Accession Number : ADA290967
Title : Biological and Host Range Studies with Bagous affinis, An Indian Weevil that Destroys Hydrilla Tubers. Aquatic Plant Control Research Program.
Descriptive Note : Final rept.,
Corporate Author : AGRICULTURAL RESEARCH SERVICE GAINESVILLE FL
Personal Author(s) : Buckingham, Gary R. ; Bennett, Christine A.
PDF Url : ADA290967
Report Date : DEC 1994
Pagination or Media Count : 56
Abstract : Hydrilla verticillata (L.f.) Royle (common name hydrilla) is a noxious aquatic plant introduced into the United States from Africa through the aquarium industry. Two reproductive structures that enable hydrilla to withstand extremely harsh weather conditions are turions or winter buds (dense clusters of apical leaves that are produced in the leaf axils, green and ovoid-conical shaped buds) and bubil like hibernacular structures, commonly, but incorrectly, called tubers (formed at the ends of stolons buried in the substratum). Tubers can remain dormant in the sediment for several years and remain viable. Hydrilla plants may he found in lakes, rivers, drainage and irrigation canals, ponds, and streams. Severe infestations of hydrilla can restrict boat traffic and interfere with fisheries and waterflow. Hydrilla is a nuisance adventive submersed aquatic plant that reproduces by fragmentation, tubers (which may remain dormant in the substrate for several years and yet remain viable), turions, as well as by seeds (in the monoecious variety). This plant is one of the most prolific problem aquatic plants in the United States, causing problems in many lakes and reservoirs with recreation and navigation. It is extremely difficult to control because of its varied methods of reproduction. Hydrilla is found in many southern states, California, and recently Virginia; it is removed in most cases by mechanical methods or by using herbicides. Mechanical removal tends to increase the spread of hydrilla because of fragmentation; while herbicides are used in various places, a major concern exists for the environment and water quality.

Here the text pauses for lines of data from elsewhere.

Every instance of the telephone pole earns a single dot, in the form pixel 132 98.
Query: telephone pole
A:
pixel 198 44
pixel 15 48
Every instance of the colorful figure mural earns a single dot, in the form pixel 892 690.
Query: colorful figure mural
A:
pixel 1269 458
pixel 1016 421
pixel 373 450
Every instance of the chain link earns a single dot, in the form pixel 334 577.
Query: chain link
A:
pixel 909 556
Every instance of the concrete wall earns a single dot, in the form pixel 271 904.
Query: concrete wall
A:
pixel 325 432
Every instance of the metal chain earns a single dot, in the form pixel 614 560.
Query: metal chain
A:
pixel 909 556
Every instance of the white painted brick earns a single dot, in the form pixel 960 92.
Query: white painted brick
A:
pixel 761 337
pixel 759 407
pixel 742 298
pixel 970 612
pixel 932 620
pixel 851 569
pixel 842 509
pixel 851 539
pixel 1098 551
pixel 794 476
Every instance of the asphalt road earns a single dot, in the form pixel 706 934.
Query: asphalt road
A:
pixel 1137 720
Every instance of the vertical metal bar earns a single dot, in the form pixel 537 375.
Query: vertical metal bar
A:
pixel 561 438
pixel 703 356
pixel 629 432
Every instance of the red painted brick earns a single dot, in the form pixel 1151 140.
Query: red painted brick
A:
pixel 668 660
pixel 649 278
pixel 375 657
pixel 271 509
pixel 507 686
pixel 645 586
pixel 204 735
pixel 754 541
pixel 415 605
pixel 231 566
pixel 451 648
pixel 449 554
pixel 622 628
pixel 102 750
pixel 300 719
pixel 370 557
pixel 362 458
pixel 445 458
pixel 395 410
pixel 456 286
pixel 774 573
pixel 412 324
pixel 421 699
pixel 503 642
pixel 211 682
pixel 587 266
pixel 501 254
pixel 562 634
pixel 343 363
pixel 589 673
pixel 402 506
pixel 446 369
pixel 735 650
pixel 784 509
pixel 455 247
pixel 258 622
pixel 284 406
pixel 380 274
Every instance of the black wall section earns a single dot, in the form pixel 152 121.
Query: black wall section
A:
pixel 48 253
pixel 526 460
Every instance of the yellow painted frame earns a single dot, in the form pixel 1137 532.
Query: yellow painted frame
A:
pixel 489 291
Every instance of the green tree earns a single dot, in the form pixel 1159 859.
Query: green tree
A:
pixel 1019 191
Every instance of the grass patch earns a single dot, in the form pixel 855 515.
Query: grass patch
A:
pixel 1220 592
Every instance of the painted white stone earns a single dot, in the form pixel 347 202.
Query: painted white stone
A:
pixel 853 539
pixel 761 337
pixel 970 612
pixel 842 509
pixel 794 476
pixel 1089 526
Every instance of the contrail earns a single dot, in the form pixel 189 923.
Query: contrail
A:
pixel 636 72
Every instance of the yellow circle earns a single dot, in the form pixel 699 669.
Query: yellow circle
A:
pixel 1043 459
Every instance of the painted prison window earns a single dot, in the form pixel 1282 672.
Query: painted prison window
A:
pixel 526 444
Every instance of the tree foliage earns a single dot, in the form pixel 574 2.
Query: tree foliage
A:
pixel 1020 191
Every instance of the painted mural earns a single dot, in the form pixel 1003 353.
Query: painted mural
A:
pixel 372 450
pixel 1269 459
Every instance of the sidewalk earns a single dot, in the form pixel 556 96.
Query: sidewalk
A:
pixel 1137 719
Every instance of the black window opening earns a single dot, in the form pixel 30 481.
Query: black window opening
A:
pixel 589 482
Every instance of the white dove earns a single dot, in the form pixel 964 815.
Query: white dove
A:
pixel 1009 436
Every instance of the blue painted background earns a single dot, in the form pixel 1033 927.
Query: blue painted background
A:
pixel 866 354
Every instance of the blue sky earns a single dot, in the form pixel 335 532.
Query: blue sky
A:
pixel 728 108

Descriptors : *PLANT GROWTH, *HOSTS(BIOLOGY), *AQUATIC PLANTS, *BIOLOGICAL WEED CONTROL, REMOVAL, WEATHER, BIOLOGY, SUBSTRATES, CLUSTERING, NAVIGATION, HIGH DENSITY, RIVERS, AFRICA, WATER QUALITY, FISHERIES, WATER TRAFFIC, LAKES, SEDIMENTS, RECREATION, RESERVOIRS, IRRIGATION SYSTEMS, HERBICIDES, SEEDS, REPRODUCTION(PHYSIOLOGY).